Article info Vol. 3  No. 4   pp.  154 ~ 161
Title Next generation antibody therapeutics: bispecific antibodies and antibody-drug conjugates
Authors Thi Thu Ha Nguyen1,+, Xuelian Bai1,+ and Hyunbo Shim1,2,*
Institutions 1Department of Life Science, Ewha Womans University, Seoul 03760, Korea, 2Department of Bioinspired Science, Ewha Womans University, Seoul 03760, Korea. *Correspondence: hshim@ewha.ac.kr. +Equal contribution.
Abstract A new generation of therapeutic antibody technologies has emerged last decade, most notable among which are bispecific antibodies and antibody-drug conjugates. Traditional monoclonal antibodies recognize a single target molecule and exert their therapeutic activity by neutralizing the target and/or through the effector functions. On the other hand, bispecific antibodies of various formats are able to bind two different targets simultaneously. Two major approaches to harness their bispecific binding activity for therapeutic application are being pursued: recruitment of immune effector cells to the diseased cells, and simultaneous/synergistic neutralization of two disease-causing molecules.
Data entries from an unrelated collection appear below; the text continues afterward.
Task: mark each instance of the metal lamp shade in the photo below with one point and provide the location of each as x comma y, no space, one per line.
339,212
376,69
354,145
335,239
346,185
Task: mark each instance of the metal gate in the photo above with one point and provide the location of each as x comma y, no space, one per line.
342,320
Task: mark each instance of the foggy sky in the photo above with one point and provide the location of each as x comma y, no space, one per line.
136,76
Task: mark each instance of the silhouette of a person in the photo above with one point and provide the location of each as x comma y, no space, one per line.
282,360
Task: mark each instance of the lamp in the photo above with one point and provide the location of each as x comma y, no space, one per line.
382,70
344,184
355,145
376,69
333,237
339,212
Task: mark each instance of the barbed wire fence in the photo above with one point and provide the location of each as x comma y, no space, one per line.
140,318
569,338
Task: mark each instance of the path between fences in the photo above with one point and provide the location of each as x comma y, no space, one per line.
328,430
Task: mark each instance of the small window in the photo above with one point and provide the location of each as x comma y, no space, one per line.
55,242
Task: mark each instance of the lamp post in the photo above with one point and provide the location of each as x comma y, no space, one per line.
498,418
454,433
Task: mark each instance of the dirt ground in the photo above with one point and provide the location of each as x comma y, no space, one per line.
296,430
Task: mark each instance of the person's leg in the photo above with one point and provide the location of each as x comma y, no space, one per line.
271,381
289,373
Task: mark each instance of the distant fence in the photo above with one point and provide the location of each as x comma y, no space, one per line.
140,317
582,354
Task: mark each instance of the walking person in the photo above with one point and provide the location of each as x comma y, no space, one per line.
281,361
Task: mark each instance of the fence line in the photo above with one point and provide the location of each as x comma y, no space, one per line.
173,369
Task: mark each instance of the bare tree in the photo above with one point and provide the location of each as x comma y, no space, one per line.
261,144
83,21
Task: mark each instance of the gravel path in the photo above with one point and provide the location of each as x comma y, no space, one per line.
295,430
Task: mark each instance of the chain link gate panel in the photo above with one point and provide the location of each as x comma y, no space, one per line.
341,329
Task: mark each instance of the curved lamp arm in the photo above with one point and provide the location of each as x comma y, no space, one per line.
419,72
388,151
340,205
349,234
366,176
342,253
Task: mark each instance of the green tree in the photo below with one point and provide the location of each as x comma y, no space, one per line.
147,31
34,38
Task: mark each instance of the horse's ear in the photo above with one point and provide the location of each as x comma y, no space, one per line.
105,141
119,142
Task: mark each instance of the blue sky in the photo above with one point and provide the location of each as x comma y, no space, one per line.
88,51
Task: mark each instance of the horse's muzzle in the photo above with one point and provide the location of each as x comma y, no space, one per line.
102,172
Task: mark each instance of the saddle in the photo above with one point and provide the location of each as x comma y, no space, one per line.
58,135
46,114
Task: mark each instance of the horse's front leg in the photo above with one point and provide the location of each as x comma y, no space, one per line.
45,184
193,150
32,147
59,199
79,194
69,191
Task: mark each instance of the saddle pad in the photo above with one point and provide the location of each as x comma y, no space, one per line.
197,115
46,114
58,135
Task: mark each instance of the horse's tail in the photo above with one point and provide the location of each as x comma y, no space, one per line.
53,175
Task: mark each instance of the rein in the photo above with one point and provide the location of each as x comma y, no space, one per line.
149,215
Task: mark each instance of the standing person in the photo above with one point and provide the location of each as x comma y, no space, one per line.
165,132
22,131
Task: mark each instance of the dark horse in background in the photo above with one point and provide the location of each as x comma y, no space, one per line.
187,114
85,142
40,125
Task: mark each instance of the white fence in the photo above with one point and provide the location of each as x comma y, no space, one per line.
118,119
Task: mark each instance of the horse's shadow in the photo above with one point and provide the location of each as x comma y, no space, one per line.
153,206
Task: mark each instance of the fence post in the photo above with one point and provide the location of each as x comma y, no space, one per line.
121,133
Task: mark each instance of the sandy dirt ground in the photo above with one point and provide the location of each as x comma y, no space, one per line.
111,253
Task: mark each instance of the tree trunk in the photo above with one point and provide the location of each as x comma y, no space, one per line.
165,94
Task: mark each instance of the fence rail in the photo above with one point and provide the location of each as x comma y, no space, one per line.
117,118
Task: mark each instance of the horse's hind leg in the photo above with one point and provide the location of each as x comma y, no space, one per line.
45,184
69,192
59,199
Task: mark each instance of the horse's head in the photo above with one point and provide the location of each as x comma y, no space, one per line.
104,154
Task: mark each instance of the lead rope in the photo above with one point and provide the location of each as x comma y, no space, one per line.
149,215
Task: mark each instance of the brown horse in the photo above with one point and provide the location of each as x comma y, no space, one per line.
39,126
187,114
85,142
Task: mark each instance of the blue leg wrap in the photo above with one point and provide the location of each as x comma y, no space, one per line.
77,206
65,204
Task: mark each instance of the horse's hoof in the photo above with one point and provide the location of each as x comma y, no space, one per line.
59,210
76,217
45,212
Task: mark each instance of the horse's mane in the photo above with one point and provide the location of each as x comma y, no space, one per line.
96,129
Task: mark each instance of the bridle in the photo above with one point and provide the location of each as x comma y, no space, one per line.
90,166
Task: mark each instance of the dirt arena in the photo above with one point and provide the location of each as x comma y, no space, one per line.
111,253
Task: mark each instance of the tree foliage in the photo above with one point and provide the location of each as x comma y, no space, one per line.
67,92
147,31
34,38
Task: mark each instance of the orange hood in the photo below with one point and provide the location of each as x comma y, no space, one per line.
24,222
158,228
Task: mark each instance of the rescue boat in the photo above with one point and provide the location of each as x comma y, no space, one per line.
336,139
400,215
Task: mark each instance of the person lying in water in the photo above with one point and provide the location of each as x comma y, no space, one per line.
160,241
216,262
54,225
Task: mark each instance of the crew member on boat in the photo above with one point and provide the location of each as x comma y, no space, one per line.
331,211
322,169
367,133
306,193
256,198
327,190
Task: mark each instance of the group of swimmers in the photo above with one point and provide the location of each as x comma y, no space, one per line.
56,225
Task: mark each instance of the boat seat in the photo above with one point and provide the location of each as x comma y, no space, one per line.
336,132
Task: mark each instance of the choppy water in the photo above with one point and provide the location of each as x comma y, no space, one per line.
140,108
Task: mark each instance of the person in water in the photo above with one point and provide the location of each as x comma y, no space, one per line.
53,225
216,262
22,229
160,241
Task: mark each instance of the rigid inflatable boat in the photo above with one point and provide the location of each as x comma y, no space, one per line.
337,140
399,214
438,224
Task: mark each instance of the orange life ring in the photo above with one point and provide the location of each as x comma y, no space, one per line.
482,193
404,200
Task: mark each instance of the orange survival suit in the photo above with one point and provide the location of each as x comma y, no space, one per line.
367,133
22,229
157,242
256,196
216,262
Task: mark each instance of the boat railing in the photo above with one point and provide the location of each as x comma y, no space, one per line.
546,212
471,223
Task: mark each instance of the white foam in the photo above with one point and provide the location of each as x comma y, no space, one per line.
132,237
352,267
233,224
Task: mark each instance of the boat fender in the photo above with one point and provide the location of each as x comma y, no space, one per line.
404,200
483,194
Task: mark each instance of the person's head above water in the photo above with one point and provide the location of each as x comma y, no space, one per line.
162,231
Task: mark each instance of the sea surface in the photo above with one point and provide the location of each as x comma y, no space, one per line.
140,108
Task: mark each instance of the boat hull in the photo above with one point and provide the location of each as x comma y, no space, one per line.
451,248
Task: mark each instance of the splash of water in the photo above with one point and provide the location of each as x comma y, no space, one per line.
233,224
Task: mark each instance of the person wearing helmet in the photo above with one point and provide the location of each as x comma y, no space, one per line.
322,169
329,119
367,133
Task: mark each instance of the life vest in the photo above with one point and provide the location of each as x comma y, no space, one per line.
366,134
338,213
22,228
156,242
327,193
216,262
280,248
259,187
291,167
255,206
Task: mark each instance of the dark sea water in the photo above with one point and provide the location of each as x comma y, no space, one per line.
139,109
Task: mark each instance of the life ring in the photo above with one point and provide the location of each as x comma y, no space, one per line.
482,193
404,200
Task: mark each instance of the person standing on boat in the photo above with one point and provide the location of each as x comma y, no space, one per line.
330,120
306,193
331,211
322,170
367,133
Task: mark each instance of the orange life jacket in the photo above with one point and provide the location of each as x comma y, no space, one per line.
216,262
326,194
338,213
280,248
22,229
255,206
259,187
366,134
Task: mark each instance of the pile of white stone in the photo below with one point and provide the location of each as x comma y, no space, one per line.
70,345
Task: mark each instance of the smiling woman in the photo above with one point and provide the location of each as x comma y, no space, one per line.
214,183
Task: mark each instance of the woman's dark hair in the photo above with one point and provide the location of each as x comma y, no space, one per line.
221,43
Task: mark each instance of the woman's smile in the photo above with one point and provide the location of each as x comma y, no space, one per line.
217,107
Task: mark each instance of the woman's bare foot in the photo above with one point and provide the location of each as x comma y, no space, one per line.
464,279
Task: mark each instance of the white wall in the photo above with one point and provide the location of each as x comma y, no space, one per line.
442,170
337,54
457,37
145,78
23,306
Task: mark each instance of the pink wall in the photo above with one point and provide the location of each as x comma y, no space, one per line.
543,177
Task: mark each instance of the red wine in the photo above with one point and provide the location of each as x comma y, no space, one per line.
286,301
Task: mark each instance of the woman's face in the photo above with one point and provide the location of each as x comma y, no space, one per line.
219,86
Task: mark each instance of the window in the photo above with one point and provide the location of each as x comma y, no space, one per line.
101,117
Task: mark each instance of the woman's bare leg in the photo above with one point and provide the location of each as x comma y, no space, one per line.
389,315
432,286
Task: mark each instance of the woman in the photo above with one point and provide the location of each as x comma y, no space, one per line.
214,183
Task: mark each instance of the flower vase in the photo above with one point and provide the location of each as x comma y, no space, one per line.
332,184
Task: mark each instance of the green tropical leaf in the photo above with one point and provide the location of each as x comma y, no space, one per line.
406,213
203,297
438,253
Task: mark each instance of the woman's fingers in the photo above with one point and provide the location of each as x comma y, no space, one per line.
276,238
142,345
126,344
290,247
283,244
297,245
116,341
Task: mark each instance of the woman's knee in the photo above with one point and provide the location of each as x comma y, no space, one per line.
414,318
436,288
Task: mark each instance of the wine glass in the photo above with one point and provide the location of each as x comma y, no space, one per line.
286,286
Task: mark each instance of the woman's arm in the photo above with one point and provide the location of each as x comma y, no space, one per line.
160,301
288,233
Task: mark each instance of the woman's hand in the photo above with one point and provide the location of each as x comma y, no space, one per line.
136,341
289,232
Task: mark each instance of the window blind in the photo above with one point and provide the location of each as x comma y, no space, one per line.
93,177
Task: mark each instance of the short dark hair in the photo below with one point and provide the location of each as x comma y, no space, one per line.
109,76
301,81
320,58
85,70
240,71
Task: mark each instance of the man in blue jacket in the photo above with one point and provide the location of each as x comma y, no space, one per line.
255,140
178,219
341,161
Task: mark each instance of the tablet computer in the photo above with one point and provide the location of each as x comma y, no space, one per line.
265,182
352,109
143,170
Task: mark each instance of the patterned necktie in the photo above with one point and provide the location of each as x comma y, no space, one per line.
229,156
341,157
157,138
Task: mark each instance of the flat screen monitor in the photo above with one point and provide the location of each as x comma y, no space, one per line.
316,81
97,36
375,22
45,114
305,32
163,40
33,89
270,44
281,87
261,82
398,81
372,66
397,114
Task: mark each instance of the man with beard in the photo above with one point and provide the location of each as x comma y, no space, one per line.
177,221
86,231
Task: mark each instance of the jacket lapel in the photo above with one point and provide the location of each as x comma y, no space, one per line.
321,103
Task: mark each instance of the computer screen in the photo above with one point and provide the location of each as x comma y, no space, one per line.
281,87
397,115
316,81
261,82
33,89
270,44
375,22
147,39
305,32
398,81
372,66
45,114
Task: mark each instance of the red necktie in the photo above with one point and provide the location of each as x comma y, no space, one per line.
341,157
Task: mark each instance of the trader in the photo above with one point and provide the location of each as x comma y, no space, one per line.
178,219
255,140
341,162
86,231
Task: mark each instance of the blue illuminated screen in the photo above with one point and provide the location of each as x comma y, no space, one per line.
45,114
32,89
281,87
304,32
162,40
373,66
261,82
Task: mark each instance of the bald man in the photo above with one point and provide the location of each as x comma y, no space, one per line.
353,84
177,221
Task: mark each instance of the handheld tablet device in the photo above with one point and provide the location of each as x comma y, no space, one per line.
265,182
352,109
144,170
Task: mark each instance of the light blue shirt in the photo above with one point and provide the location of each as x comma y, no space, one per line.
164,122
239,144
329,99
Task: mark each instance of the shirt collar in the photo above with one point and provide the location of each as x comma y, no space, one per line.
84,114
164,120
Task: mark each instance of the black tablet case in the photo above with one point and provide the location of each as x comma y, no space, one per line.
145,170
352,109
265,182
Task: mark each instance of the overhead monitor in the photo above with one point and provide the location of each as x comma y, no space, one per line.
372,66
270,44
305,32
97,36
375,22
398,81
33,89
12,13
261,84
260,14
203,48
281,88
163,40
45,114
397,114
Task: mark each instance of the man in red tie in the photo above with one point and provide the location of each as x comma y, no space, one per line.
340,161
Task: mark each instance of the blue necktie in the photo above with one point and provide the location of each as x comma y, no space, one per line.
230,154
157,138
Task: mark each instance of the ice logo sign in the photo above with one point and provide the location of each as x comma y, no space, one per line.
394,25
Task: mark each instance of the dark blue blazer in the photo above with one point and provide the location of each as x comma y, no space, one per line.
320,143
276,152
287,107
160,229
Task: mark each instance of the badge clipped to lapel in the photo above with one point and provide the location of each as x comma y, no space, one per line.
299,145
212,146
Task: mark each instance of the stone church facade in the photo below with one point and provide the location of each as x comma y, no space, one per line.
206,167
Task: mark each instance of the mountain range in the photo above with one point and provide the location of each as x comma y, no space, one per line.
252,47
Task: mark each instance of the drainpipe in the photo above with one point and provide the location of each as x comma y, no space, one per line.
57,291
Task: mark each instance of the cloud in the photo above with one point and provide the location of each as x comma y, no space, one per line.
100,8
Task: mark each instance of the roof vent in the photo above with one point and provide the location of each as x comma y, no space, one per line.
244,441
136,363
Antibody-drug conjugates are disease-targeting monoclonal antibodies chemically conjugated to a highly cytotoxic compound. The internalization of the conjugate by endocytosis and subsequent release of the cytotoxin result in a potent and selective cytotoxic activity against cancerous target cells. Optimization of the drug, linker, and conjugation chemistry is a major technological challenge in developing antibody-drug conjugates. Despite their relatively recent emergence and technological difficulties, a few examples of these novel therapeutic modalities have been successfully developed and commercialized, and many others are in the late stages of clinical development. In this review, the background and the current status of technological development in this field is discussed, with emphasis on the detailed molecular design of these molecules.